En pratique, dans les pays où je l’ai vu utilisé (notamment en Chine), le Bitcoin sert surtout via le réseau Lightning avec des applis du genre Wallet of Satoshi. Tu déposes l’équivalent de quelques euros en BTC, tu scans un QR code et le paiement part en une ou deux secondes. Les jeunes s’en servent un peu comme nous on utiliserait Lydia / Revolut : pour se rembourser entre amis, partager l’addition au resto ou au bar, voire envoyer un petit montant à quelqu’un à l’étranger. Ce que je décris, c’est ce que j’ai constaté dans les endroits que je fréquente le plus, surtout à Shenzhen, à Xiang, etc. Je ne prétends évidemment pas connaître “toute la Chine”, je parle juste de ce que je vois sur le terrain. Et pour ces usages-là, on n’utilise quasiment jamais la “grosse” blockchain Bitcoin, c’est vraiment du BTC sur Lightning, instantané et calibré pour les petits montants.

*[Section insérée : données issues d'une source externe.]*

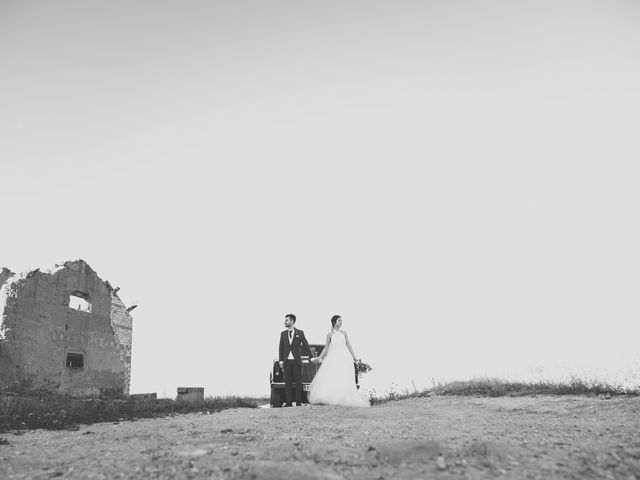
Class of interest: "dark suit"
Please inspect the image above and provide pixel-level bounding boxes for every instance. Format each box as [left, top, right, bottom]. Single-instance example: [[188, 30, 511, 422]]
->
[[280, 328, 310, 405]]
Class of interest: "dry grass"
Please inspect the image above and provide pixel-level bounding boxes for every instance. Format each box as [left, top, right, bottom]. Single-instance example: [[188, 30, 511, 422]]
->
[[371, 378, 640, 405], [0, 394, 269, 432]]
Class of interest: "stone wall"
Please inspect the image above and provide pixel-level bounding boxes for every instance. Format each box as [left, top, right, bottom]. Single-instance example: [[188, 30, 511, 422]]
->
[[0, 260, 132, 396]]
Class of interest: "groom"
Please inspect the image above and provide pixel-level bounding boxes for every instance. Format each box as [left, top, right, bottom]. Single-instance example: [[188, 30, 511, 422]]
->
[[280, 313, 310, 407]]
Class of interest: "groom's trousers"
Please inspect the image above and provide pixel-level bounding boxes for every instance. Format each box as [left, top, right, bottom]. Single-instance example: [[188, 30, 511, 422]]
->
[[284, 360, 302, 403]]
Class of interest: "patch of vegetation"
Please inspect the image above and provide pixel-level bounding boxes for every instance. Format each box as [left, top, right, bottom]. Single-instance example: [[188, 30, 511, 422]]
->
[[0, 393, 269, 432], [370, 378, 640, 405]]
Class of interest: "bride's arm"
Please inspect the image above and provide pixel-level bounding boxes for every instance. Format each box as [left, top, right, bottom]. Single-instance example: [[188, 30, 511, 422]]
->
[[342, 330, 358, 362], [318, 332, 331, 360]]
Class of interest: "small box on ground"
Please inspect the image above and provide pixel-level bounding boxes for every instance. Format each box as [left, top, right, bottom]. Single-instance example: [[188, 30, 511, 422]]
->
[[129, 393, 158, 402], [176, 387, 204, 402]]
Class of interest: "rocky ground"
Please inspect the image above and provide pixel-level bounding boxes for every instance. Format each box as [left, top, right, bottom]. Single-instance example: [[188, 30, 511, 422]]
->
[[0, 396, 640, 480]]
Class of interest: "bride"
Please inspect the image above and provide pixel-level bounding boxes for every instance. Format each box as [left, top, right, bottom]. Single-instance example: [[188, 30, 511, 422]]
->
[[308, 315, 369, 407]]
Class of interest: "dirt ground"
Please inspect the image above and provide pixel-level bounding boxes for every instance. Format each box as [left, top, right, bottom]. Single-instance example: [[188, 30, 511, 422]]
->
[[0, 396, 640, 480]]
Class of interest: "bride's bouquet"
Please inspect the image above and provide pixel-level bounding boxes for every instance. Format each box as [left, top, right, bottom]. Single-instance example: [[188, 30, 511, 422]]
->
[[354, 360, 373, 378]]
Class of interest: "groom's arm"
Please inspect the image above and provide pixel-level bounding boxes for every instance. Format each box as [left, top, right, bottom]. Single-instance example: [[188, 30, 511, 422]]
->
[[300, 331, 311, 355], [278, 334, 284, 362]]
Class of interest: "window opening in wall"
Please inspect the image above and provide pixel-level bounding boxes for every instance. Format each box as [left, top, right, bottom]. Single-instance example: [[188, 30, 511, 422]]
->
[[65, 353, 84, 368], [69, 295, 91, 312]]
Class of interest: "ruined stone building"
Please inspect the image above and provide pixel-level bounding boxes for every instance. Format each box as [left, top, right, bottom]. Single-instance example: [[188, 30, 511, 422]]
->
[[0, 260, 135, 396]]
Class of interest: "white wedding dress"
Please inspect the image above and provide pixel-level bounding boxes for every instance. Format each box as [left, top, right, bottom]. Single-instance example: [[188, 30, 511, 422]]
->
[[308, 332, 369, 407]]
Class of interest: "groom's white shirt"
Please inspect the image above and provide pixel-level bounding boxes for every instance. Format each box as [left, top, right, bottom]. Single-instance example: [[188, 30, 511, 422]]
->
[[287, 328, 296, 360]]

Pourquoi le BTC plutôt qu’un stablecoin dollar ? Côté utilisateur, c’est d’une simplicité déconcertante : tu installes l’app, tu reçois, tu paies, terminé, sans KYC, sans compte sur un exchange, sans carte bancaire. C’est vraiment du pair-à-pair et c’est beaucoup plus difficile à censurer qu’un stablecoin géré par une société qui peut, en théorie, geler des fonds ou couper des comptes. Pour des petits montants qui circulent vite (dépensés dans la journée ou la semaine), la volatilité du BTC est en pratique un faux problème, surtout quand tu l’utilises comme “cash internet”. Les stablecoins dollar sont très utilisés aussi, mais plutôt pour du trading ou de la trésorerie en dollars, moins pour payer une bière.
Pour les frais, sur Lightning, on est sur des montants ridicules : quelques sats, donc des fractions de centime, parfois un mini pourcentage mais souvent indolore. Pour un paiement du quotidien, le coût est quasiment nul, et c’est souvent plus rapide et moins cher qu’une carte bancaire ou qu’un virement international.
Hong Kong, ma préférée, c’est encore un autre niveau : une petite île où tu vois des ATM BTC un peu partout dans la rue, et des bureaux de change crypto parfaitement légaux, souvent sans KYC, contre des HKD, un peu partout à Kowloon et à Central. Là-bas, acheter ou vendre du BTC contre du cash ressemble presque à une activité normale de quartier. En Europe, on ne voit pas encore beaucoup ça, on est très bien servis par notre euro et notre système bancaire, donc la pression pour adopter ce genre d’outils au quotidien est beaucoup moins forte.
PS : au Liban et en Amérique latine, c’est encore plus hardcore. Là-bas, l’usage des cryptos, c’est souvent littéralement une question de survie : dans des pays où l’hyperinflation détruit la monnaie locale, le problème principal n’est même plus le contrôle de masse façon Chine, mais juste de réussir à préserver un minimum de pouvoir d’achat.